Los montones de restos de posidonia acumulados en la zona de Platja d’en Bossa que limita con Es Viver han vuelto esta temporada a ocasionar quejas por parte de hosteleros de primera línea de playa, quienes denunciaron ayer a Periódico de Ibiza y Formentera la «imagen» que ofrece este litoral a los turistas que llegan a la isla. Una acumulación de restos que cubren buena parte de esta pequeña extensión de arena que pertenece al municipio de Vila.
«Esta imagen nos perjudica porque ningún turista elige esta zona para colocar su toalla y bañarse en el mar», lamentó uno de estos afectados, resaltando que buscan la parte sur de Platja d’en Bossa en la que hay hamacas y sombrillas, y la costa está libre de restos de posidonia.
En este sentido, varios de los visitantes que recorrieron este paseo se quedaron observando los montículos de posidonia mientras un par de perros jugaban con las hojas de esta planta submarina.

«Lamentable»

Una temporada más, según estos trabajadores, es «lamentable observar esta estampa en una de las franjas costeras más masificadas de la isla». Sin ir más lejos, el propietario de uno de los restaurantes afectados, que está ubicado en el paseo marítimo, explicó que hay semanas con pérdidas como consecuencia de esta situación porque «la presencia de posidonia en la playa desprende un fétido olor». Asimismo, desde estos negocios de hostelería situados a pie de playa indicaron que «hasta que no nos quejamos no la retiran». Cabe recordar también que hace unos días tuvo lugar un pequeño temporal que afectó a algunas zonas del litoral de Ibiza como este tramo.
«Después del temporal los servicios de limpieza iniciaron las labores de retirada de la posidonia acumulada en la orilla frente al Hotel Torre del Mar, pero no aquí», lamentó con indignación uno de estos profesionales, haciendo hincapié en que llevan más de cinco años padeciendo esta «situación de abandono».

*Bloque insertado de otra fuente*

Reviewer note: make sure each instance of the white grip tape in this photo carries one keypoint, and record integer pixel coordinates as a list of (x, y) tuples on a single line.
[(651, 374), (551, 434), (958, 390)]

Al preguntarle por qué este servicio no actuó también en esta zona norte de Platja d’en Bossa, este trabajador indicó que los camiones de limpieza efectuaron la retirada de los restos en ese tramo porque hay instalado un chiringuito cerca del litoral. «Nosotros vivimos del turismo y nos está afectando mucho esta imagen. Sin ir más lejos tenía una reserva de ocho comensales y han optado por irse a la parte de Sant Joseo a comer tras ver y oler estos montones de restos de posidonia», destacó este hombre e indicó que, lamentablemente, en esta zona los turistas únicamente están de paso.

«Cada año lo mismo»

Otro de los trabajadores de un local situado a pie de playa subrayó que «cada año pasa lo mismo durante la temporada y tardan mucho tiempo en retirar los restos almacenados tras un temporal». «La parte de Sant Josep está limpia y llena de turistas», apuntó». Esta franja de playa en la se ha acumulado estos montículos ha ido disminuyendo su superficie de arena durante los últimos años, «quedando unos 15 metros de playa desde la costa», según un trabajador.
Por su parte desde el Ayuntamiento de Vila explicaron que continúan trabajando para «adecentar» y tener en las mejores condiciones las playas del municipio. Sin ir más lejos, ayer el concejal de Playas del Ayuntamiento de Vila, Rubén Sousa, estuvo en la jornada de limpieza del fondo marino en la Playa de Talamanca.

Hay que señalar que la posidonia, declarada como Patrimonio de la Humanidad en 1999, contribuye a la protección de las playas y del litoral, impidiendo su erosión con la acumulación de sus hojas en la orilla. Además, mantiene las aguas cristalinas y constituye lugar de cría, guardería y hábitat de múltiples especies en el fondo marino.